Jaishri Abichandani is a Brooklyn-based artist and curator. Her interdisciplinary practice focuses on the intersection of art, feminism, and social practice. Abichandani was the founder of the South Asian Women's Creative Collective, with chapters in New York City and London, and director from 1997 until 2013. She was also the Founding Director of Public Events and Projects from at the Queens Museum from 2003-2006.
Elia Alba (1962) was born in Brooklyn, New York. She is a multidisciplinary artist who lives and works in Queens, New York. Alba's ongoing project The Supper Club depicts contemporary artists of color in portraits, and presents dinners where a diverse array of artists, curators, historians and collectors address topics related to people of color and to women.
Fredericka Foster is an American artist and water activist known for oil painting and photography.
Chinatown Art Brigade (CAB) is a cultural collective of artists, media makers and activists creating art and media to advance social justice. Their work focuses on the belief that "collaboration with and accountability to those communities that are directly impacted by racial, social and economic inequities must be central to cultural, art, or media making process." Through art and public projections, CAB aims to share stories of Chinatown tenants to fight displacement and gentrification. Chinatown Art Brigade collaborates with the Chinatown Tenants Union of CAAAV Organizing Asian Communities, a non-profit organization that fights against tenant rights violation, evictions, and displacement of low-income pan-Asian communities.
Franklin Sirmans is an American art critic, editor, writer, curator and has been the director of the Pérez Art Museum Miami (PAMM) since October 2015. His initiatives there include ensuring that PAMM's art program reflects the community in Miami and securing donations. In his first six months at PAMM, he managed to secure the largest donation of works in the museum's short history, over a hundred pieces of art were donated by Design District developer Craig Robins.
Tuesday Smillie is an American interdisciplinary artist based in Brooklyn, New York. Her work focuses on trans-feminist politics and the aesthetics of protest. Smillie has been recognized for her reinterpretation of protest banners through traditional craft materials. Writer Johanna Fateman describes work like Smillie's Street Transvestites 1973 (2015) as "ornate, meticulously sewn and painted trans-liberation banners" that "could not get their radical point across more lovingly."

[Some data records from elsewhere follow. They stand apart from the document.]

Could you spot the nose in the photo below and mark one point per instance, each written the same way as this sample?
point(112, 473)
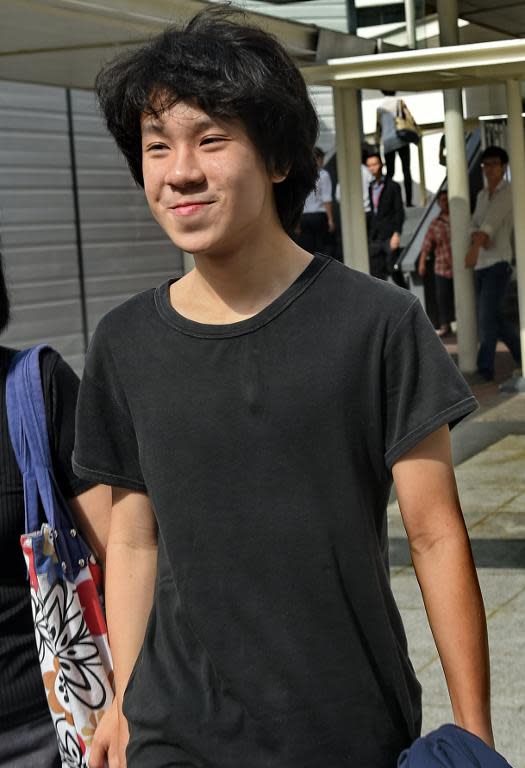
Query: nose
point(184, 169)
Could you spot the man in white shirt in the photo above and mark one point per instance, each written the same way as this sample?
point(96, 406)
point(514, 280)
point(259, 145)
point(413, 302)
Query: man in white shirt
point(490, 255)
point(317, 219)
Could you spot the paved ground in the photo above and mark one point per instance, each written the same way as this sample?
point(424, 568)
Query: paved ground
point(489, 450)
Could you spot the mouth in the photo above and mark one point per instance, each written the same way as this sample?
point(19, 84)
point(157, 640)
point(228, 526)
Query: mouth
point(190, 207)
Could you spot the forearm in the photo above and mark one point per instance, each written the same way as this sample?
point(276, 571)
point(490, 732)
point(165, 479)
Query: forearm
point(429, 504)
point(329, 214)
point(130, 584)
point(91, 512)
point(449, 585)
point(130, 581)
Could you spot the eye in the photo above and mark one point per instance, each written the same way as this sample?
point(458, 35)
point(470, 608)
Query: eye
point(207, 140)
point(156, 147)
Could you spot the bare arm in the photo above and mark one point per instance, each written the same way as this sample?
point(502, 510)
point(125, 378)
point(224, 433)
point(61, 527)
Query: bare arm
point(130, 580)
point(444, 567)
point(91, 511)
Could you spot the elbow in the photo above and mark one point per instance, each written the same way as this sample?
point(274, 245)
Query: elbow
point(425, 543)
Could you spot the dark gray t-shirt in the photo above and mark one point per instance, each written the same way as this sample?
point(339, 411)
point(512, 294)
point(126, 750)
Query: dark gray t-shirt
point(266, 448)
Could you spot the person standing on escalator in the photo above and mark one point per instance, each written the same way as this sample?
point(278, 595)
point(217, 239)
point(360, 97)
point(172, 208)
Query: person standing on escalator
point(385, 220)
point(437, 242)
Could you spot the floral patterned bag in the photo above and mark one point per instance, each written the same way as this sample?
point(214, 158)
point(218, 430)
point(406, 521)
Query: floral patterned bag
point(64, 578)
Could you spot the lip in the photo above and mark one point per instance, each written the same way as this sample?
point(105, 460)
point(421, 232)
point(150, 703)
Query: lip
point(190, 207)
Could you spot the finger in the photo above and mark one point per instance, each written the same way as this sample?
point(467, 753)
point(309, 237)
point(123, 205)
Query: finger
point(96, 757)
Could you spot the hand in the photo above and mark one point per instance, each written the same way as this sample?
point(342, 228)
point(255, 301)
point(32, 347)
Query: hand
point(104, 746)
point(123, 738)
point(471, 259)
point(394, 242)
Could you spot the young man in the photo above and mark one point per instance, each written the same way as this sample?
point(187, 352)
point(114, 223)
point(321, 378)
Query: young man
point(437, 241)
point(385, 220)
point(491, 254)
point(249, 417)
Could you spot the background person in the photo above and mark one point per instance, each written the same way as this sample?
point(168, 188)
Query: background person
point(437, 242)
point(386, 135)
point(385, 219)
point(317, 221)
point(27, 735)
point(491, 255)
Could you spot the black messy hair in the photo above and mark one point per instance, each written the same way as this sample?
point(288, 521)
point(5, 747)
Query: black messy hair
point(232, 71)
point(4, 299)
point(496, 153)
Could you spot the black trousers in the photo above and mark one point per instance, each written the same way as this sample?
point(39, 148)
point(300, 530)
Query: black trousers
point(445, 299)
point(404, 156)
point(314, 232)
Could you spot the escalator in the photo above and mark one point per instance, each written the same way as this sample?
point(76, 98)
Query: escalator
point(405, 268)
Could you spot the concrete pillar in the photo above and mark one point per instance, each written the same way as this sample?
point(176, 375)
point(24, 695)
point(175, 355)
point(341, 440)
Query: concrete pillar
point(348, 143)
point(516, 139)
point(459, 202)
point(410, 20)
point(422, 176)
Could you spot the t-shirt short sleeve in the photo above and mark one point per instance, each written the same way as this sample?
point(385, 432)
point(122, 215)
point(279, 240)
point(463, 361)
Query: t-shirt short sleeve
point(106, 448)
point(60, 385)
point(424, 389)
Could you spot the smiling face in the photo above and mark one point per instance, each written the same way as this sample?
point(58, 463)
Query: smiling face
point(205, 182)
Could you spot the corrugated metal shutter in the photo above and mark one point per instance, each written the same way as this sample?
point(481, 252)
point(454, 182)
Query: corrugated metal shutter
point(37, 221)
point(123, 249)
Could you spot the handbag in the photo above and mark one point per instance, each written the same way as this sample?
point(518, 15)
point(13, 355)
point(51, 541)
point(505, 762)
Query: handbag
point(405, 125)
point(65, 579)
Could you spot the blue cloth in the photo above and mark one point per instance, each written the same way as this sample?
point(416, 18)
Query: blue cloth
point(450, 747)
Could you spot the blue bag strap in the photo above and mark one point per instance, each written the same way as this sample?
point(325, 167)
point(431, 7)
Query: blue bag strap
point(21, 448)
point(28, 432)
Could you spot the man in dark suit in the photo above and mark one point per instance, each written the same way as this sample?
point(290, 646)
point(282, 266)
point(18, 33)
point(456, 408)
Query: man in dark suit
point(385, 220)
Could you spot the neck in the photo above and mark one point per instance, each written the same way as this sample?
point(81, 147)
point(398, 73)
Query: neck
point(241, 280)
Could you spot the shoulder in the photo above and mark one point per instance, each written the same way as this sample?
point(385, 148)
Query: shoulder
point(506, 189)
point(127, 318)
point(391, 184)
point(377, 302)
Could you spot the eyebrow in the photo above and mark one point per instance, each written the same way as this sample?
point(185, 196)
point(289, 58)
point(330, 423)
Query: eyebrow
point(152, 126)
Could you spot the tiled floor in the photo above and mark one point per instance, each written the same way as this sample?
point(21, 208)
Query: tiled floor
point(492, 489)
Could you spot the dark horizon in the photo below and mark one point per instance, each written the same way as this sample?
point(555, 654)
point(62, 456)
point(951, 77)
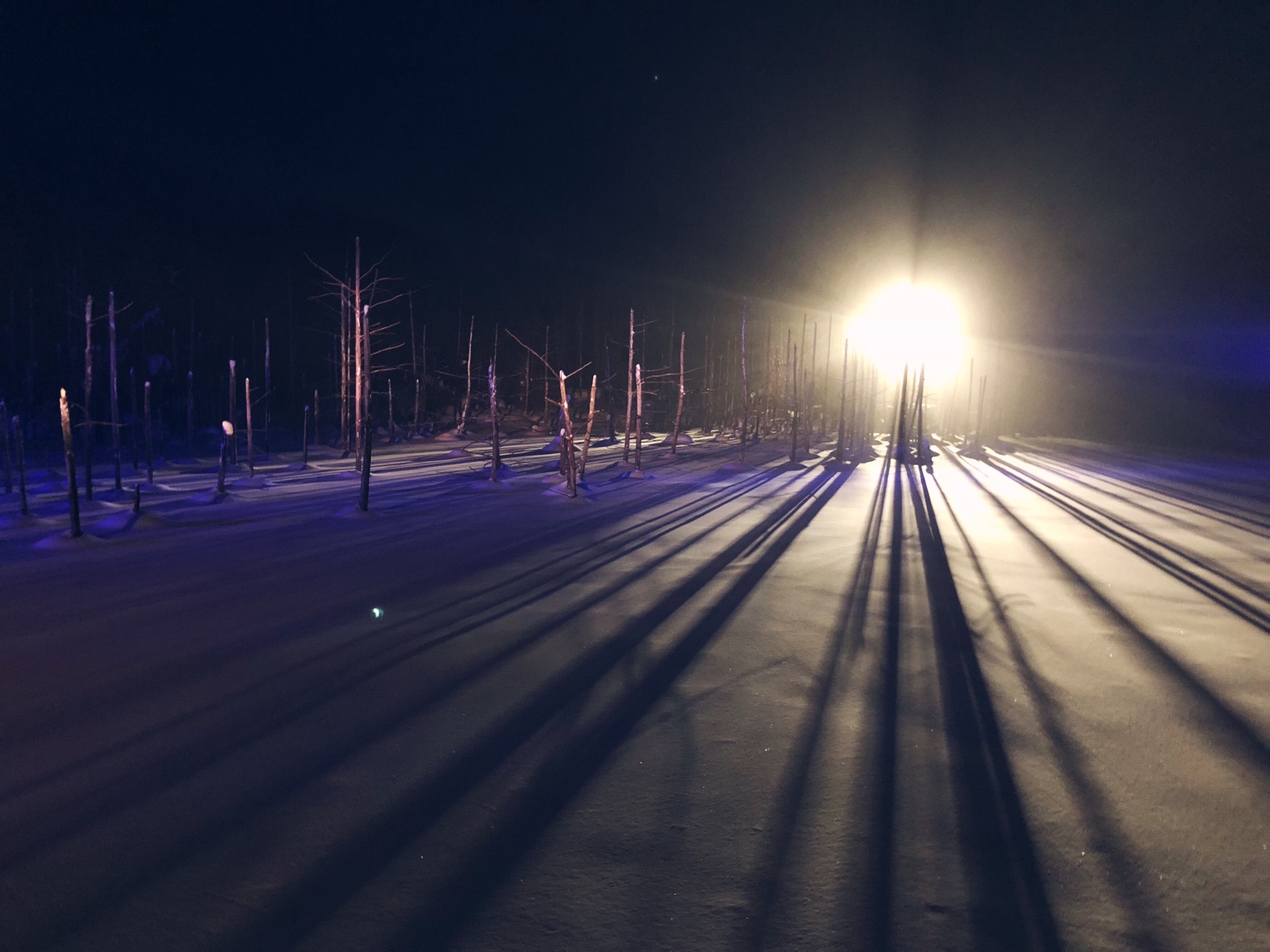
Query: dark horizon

Arlene Rush is a New York City-based multidisciplinary artist. Initially she created abstract metal sculptures, with her practice evolving to incorporate more conceptual work tackling gender and identity. Her current work centers on themes around gender, identity, socioeconomics, and politics, examining issues that impact the contemporary world.
Jane Benson is a British multidisciplinary artist. She is known for her immersive geopolitical and research based practice that spans across sculpture, installation, sound, video, institutional critique and collaborations with musicians.
Scott Stover is a philanthropy advisor specializing in arts and culture. He is known for his progressive venture philanthropy model and providing strategic planning and implementation services to cultural institutions, private art collectors, artists, foundations, and government and civic agencies. Most notably, Stover revived the Centre Pompidou Foundation in 2005. He is an art collector and a leading figure in international cultural conversation and arts media. Stover holds dual U.S. and French citizenship and has offices in Los Angeles and France.
The 8th Floor is an exhibition and event space established by Donald and Shelley Rubin in 2010. It is located at 17 West 17th Street in Manhattan's Chelsea neighborhood in the same building as the Rubin Museum. The space features a rotating selection of artists and exhibitions, many with a focus on social justice. In 2019 they launched a series of two-year exhibits under the theme Revolutionary Cycles.